Clear aligners combined with remote treatment overseen by licensed dentists and orthodontists are safe to use. As with any in-home medical device, do your research to make an informed choice about potential providers.

What dental conditions do at-home clear aligners treat?

DIY clear aligners are designed to treat mild to moderate crowding and spacing issues and minor bite problems.

Should I still visit a dentist when undergoing at-home aligners?

Yes, you should still make your regular, twice-yearly visits to your dentists, although your at-home treatment may be completed before your next scheduled appointment/visit.

Are nighttime aligners as good as daytime systems?

Yes. Nighttime aligners are just as good and effective as daytime systems. The principal difference is that with standard treatment, you´ll wear daytime aligners for 22 hours per day for one week before moving on to the next set. Meanwhile, nighttime aligners are worn for ten hours a night for two weeks.

Do at-home aligners hurt?

No, although some customers experience mild discomfort during the first few days of treatment as they adjust to the way the plastic trays feel in the mouth.

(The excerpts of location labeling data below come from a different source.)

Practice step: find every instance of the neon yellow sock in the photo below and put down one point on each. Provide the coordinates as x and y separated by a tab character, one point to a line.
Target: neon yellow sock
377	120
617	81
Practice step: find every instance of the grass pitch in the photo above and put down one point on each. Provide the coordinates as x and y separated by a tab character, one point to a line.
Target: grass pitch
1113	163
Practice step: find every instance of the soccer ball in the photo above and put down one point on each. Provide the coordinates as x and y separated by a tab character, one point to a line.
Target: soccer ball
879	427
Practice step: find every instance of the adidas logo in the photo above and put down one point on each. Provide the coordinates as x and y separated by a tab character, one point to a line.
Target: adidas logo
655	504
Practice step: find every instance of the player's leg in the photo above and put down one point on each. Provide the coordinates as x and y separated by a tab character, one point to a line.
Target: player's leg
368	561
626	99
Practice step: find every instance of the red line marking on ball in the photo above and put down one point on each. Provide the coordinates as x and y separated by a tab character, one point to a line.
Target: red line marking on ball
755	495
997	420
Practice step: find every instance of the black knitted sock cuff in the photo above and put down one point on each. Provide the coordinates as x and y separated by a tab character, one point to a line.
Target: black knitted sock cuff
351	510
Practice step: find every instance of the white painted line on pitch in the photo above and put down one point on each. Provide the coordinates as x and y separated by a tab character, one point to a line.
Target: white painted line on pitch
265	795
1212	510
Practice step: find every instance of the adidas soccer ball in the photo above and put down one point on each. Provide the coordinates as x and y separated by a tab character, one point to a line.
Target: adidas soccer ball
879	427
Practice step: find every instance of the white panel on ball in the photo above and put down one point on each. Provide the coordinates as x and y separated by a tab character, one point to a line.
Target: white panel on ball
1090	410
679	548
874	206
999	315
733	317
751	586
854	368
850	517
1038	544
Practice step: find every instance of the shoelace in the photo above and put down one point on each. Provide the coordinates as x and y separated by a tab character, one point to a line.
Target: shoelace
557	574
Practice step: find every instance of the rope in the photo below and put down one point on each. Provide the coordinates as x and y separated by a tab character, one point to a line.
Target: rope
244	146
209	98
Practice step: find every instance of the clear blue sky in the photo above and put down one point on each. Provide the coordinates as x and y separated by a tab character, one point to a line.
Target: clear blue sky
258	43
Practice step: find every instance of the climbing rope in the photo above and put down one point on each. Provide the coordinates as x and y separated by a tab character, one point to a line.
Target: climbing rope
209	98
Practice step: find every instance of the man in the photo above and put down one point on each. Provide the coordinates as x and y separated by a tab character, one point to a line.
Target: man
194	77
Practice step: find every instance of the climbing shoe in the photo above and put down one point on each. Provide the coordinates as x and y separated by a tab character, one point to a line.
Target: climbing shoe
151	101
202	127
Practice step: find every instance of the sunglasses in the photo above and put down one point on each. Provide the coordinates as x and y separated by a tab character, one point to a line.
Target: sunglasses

Does insurance cover at-home aligners?

Health insurance provides coverage of orthodontic treatments such as braces, retainers, and other jaw alignment correction procedures. If your medical insurance policy includes orthodontic care, you might be covered. It´s a good idea to ask your insurer specifically if you are covered for at-home aligners before you commit.

Can I correct alignment in just one arch?

Typically, companies send two trays, one for the top teeth and the other for the bottom. Even if you only want to correct one arch, you may not be charged less. Check with your provider before making a purchase

Can I get at-home aligners if I have missing teeth?

In general, the answer is no. Aligning teeth when some are missing can be a complex task that requires additional appliances such as anchorage devices. However, to be sure, check with your provider.

How should I clean my DIY aligners?

To clean aligners, take them out of your mouth and wash them with warm water and antibacterial soap. You can also clean them with a manual toothbrush and toothpaste.